Broken but living coral fragments are collected from the house reef and attached to a frame. Complete frames are brought to the island’s lagoon nursery where the Marine Centre Team carefully monitors and maintains them. Every six months, sponsors are sent photo updates by email showing how the coral is developing on their frame. After two years the frame is moved to deeper water inspiring regeneration of the natural reef by becoming a new part of it.
Due to a combination of factors, including the decline of the top predator Giant Triton Snail and the coral bleaching in 2016, the Marine Centre Team observed an invasion by coral-eating species: a sea snail known as Drupella, and a voracious starfish, known as Crown of Thorns. These species can cause serious harm to the reefs if their infestation is not regularly controlled. A routine of regular reef monitoring was introduced at Baros to ensure that if 10 Crown of Thorns starfish are encountered during one hour of snorkelling or diving, they are removed.
An increasing threat to the fragility of the reefs of the Maldives is the presence of plastic in the ocean. This can be lethal to marine flora and fauna, and to the ecosystem as a whole. Brought by the currents, carelessly discarded plastic bottles, plastic bags, cans, flip-flops, glass bottles and other rubbish have a negative impact on the marine environment. At Baros, the Marine Centre Team aided by resort staff regularly carry out reef-cleaning events.

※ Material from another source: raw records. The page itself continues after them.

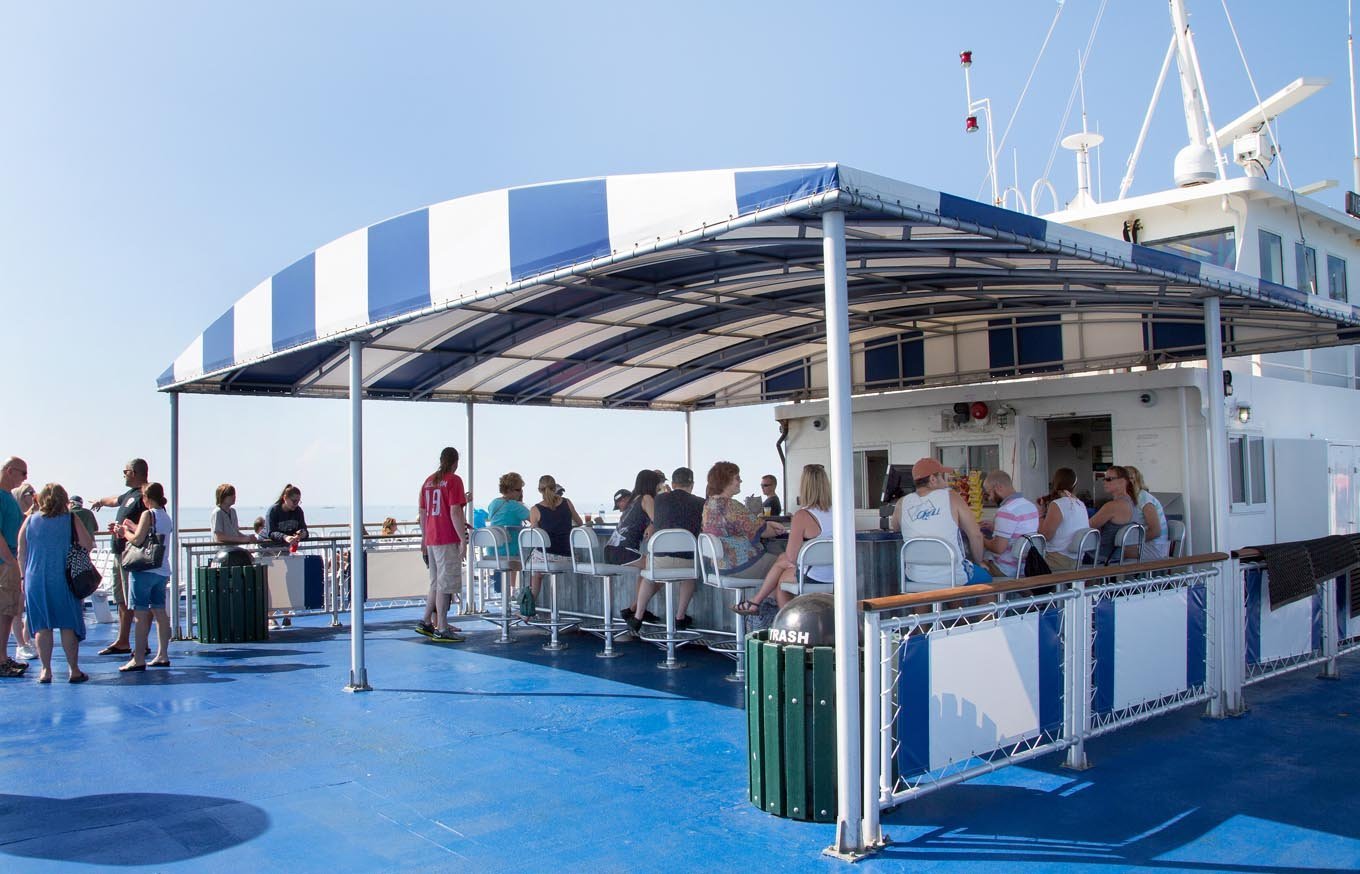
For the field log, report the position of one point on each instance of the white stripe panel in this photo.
(1088, 241)
(469, 245)
(652, 207)
(1149, 647)
(975, 711)
(1287, 631)
(253, 324)
(343, 284)
(189, 363)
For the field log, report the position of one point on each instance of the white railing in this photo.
(967, 687)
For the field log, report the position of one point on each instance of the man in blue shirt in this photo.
(11, 575)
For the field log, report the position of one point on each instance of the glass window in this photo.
(1306, 268)
(1219, 248)
(1272, 257)
(1337, 277)
(871, 470)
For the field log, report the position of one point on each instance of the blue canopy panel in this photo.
(691, 290)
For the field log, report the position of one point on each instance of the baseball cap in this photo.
(928, 466)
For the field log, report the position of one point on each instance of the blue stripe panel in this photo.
(985, 215)
(1050, 669)
(914, 707)
(294, 303)
(1255, 578)
(399, 265)
(219, 345)
(758, 189)
(552, 226)
(1160, 260)
(1197, 635)
(1103, 672)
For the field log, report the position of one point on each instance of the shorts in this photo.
(148, 590)
(445, 568)
(11, 591)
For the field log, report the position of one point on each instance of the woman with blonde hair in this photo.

Another threat to reefs is “Ghost Nets.” These are fishing nets that have been wantonly discarded or damaged and lost during trawling. These can float on to coral reefs and become entangled within the coral structure. They can also affect larger marine life such as turtles, sharks and fish, which can become trapped by a floating ghost net.
At Baros, the Marine Centre Team regularly patrols underwater to monitor the reefs. If ghost nets are encountered, they are removed carefully to reduce the damage to the reef and to try and save as much living coral as possible. Information is recorded about mesh size, rope thickness and colour to share with a local society in order to help them increase their ghost net database.
The increasing attention given to the Baros House Reef and surrounding reefs to help care for and regenerate them is part of the resort’s policy of conserving the natural environment that makes the Maldives so attractive to visitors, and enhances the charm of Baros as the world’s top luxury resort.